LA NECROPOLI DI TARQUINIA è il posto giusto dove vedere e capire come si svolgeva la vita quotidiana degli Etruschi. Sì, perché è qui che si trova la maggior concentrazione di tombe dipinte etrusche di tutta l’Etruria, intorno al 90%, che ritraggono uno spaccato di vita quotidiana. Le tante pitture murali colorate costituiscono il primo capitolo della pittura italiana, come scriveva il grande etruscologo, Massimo Pallottino. A pensare, che siamo intorno ai secoli VII-VI a.C.!

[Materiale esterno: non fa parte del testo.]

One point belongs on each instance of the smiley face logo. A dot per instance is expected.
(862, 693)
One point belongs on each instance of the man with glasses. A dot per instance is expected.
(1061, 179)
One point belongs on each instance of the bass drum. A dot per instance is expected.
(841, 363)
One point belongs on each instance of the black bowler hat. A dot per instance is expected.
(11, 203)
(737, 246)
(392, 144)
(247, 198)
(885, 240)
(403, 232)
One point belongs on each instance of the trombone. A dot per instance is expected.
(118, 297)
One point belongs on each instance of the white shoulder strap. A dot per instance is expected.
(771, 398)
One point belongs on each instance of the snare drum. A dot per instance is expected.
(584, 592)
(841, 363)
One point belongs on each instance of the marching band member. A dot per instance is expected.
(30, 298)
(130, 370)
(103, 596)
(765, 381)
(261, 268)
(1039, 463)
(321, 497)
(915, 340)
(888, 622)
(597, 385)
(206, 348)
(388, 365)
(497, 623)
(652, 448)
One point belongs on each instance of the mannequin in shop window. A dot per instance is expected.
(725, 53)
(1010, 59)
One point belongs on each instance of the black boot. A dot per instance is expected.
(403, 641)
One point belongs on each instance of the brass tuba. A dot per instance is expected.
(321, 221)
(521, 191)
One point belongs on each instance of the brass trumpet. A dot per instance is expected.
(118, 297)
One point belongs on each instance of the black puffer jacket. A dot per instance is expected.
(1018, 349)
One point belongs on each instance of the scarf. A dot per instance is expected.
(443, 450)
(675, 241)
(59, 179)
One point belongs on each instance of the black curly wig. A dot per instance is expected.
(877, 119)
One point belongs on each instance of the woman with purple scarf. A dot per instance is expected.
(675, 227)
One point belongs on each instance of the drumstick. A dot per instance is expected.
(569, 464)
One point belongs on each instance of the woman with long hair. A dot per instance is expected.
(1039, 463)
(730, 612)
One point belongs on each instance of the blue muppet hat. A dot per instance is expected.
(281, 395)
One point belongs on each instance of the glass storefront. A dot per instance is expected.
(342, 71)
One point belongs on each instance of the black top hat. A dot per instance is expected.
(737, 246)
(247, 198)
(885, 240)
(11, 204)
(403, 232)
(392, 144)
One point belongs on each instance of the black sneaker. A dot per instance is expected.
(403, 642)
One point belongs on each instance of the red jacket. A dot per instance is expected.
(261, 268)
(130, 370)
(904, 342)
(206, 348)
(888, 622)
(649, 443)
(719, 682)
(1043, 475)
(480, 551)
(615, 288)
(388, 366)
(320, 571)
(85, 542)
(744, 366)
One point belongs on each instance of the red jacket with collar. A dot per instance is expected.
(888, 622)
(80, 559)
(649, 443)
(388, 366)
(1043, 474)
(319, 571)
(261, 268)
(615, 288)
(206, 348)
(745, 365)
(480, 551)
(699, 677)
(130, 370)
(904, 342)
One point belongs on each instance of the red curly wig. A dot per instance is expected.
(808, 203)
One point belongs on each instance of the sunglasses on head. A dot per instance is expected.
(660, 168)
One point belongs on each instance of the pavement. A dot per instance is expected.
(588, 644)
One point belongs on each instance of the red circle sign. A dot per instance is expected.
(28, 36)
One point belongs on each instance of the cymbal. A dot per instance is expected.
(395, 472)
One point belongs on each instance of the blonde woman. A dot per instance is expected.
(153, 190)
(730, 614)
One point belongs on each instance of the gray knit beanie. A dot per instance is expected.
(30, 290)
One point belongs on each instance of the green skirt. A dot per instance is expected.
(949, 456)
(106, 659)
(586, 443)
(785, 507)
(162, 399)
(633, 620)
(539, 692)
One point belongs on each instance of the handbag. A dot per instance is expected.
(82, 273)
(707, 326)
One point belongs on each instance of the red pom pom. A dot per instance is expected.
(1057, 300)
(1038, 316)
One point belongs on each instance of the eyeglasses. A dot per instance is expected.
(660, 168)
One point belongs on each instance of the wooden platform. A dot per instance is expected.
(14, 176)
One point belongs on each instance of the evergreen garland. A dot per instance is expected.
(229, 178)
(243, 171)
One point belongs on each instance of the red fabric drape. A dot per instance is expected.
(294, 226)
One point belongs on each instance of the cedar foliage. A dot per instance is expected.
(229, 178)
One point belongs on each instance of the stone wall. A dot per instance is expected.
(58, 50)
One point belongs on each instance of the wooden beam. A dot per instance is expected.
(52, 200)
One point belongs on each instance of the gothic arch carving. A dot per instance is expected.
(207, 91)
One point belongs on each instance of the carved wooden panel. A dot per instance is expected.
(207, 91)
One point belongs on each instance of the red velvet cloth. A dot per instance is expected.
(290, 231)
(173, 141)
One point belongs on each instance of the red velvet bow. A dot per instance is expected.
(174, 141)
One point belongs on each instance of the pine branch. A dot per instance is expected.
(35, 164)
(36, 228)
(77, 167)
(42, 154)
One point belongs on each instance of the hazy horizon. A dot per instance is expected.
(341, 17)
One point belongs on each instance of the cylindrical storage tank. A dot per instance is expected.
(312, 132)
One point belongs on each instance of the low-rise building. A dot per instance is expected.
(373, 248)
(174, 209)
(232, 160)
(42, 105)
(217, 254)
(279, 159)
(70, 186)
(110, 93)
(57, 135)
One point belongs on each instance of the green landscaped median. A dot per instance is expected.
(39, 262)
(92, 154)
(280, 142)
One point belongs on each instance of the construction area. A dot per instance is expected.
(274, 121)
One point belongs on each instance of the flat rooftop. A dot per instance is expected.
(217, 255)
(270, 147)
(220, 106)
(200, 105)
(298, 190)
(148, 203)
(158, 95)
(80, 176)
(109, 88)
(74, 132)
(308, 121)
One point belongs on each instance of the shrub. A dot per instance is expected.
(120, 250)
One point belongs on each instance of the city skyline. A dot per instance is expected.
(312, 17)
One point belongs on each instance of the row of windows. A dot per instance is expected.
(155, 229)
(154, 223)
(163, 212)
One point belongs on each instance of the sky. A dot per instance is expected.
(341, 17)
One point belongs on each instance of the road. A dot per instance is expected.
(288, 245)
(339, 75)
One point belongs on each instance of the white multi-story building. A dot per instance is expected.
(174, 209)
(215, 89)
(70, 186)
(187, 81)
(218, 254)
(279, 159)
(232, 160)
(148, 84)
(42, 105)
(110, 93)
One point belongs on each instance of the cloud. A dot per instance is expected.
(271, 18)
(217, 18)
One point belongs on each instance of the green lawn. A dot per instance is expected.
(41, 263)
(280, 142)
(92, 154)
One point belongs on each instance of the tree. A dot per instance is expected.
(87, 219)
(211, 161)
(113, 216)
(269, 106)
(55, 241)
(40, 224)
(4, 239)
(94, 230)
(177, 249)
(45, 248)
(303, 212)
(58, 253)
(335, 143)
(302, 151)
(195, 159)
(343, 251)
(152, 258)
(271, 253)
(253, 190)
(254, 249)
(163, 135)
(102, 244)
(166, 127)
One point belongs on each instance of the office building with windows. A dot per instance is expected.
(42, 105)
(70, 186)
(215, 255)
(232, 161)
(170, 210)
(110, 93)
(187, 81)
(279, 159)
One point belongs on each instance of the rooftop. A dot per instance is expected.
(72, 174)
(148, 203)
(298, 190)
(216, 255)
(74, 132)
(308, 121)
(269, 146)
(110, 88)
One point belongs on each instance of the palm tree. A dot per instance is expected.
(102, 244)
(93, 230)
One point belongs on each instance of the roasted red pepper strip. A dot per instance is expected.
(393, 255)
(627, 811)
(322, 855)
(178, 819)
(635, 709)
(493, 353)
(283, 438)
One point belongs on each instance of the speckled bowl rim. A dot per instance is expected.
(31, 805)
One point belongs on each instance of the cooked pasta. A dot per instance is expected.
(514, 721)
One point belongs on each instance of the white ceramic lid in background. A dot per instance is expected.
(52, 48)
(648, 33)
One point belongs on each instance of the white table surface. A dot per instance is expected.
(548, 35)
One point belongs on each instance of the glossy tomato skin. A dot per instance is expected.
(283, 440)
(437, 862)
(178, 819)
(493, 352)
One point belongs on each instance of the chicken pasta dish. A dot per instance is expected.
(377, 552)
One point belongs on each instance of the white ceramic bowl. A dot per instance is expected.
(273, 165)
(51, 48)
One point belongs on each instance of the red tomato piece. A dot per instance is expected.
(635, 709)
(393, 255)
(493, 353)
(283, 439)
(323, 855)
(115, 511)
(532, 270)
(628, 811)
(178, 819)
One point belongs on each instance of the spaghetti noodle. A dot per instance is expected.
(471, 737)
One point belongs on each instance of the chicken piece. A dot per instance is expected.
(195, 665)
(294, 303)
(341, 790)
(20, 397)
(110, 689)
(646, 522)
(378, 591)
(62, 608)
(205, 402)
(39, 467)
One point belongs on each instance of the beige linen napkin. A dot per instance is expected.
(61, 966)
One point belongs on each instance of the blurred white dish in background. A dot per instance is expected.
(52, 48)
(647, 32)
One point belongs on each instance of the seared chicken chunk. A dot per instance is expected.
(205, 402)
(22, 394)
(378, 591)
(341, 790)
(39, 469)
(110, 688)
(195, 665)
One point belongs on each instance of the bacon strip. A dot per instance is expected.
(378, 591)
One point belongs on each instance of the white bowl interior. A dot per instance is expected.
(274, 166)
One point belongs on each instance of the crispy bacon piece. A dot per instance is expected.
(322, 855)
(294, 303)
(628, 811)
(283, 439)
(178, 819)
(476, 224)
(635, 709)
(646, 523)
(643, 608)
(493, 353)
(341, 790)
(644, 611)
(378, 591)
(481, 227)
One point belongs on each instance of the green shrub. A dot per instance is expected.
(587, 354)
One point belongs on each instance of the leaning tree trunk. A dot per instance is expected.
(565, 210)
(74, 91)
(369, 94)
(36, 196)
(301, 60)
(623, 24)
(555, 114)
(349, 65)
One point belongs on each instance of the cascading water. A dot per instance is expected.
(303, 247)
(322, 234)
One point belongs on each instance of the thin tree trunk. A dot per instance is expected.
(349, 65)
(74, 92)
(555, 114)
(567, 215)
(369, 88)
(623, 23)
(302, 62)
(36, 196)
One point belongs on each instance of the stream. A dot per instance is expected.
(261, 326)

Più di tutti gli altri centri etruschi vicini, come Cerveteri, Vulci, Tuscania o altri dell’Etruria Meridionale, fu a Tarquinia dove si sviluppò l’arte della pittura delle tombe.
Tra l’altro non esiste nessun altro sito archeologico nell’area del Mediterraneo che presenti delle pitture murali più numerose, per di più eccezionalmente conservate.
Il tour della Necropoli di Tarquinia viene di solito abbinato al Museo Etrusco, sito al centro storico di Tarquinia.
Sfilano davanti a noi personaggi di alto rango dell’antica Tarchna, Tarquinia Etrusca, con i loro cari ed i loro schiavi. Partecipano al banchetto, donne e uomini insieme, a suon di musica, li vediamo anche danzare dei balli molto ritmati.
Le donne appaiono con fascino, si capisce che avevano cura del loro aspetto, si truccavano, portavano i capelli in un certo modo, si vestivano all’ultimo grido.
Colpiscono i tratti dei visi, molto più pieni di vita che non delle donne romane.
Il tipo di scena cambia da epoca in epoca, che risalgono ad un periodo di tempo compreso tra la fine del VII secolo a.C. al III a.C. Abbracciano quindi tutto l’arco di esistenza di una delle città più importanti della dodecapoli etrusca.
Le tombe sotterranee scavate nella roccia ricreano l’ambiente di vita, tra cui la casa etrusca, nel modo più fedele possibile, di grande ricchezza, del defunto. Questo perché gli Etruschi probabilmente immaginavano che la vita continuasse nell’Aldilà.
L’intenzione era perciò fornire tutto il necessario per la vita in quella nuova sfera che gli Etruschi immaginavano si trovasse sotto terra.
Molte immagini portano nel clima delle drammatiche guerre con Roma, con la rappresentazione del viaggio nell’Aldilà del defunto. In queste appaiono le creature dell’Oltretomba etrusca, Charun con il martello e Vanth con la torcia: esseri psicopompi, ossia accompagnatori del defunto nell’Oltretomba.
Svariate le scene e le allusioni legate al culto di Dioniso molto praticato dagli Etruschi.
Le Tombe da non perdere della Necropoli di Monterozzi a Tarquinia sono:
Tomba dei Giocolieri. Del Cacciatore. Del Fior di Loto. Della Pulcella. Dei Leonesse. Della Caccia e della Pesca. Dei Leopardi. Dei Caronti. Dei Baccanti. Tomba Bartoccini. 5636.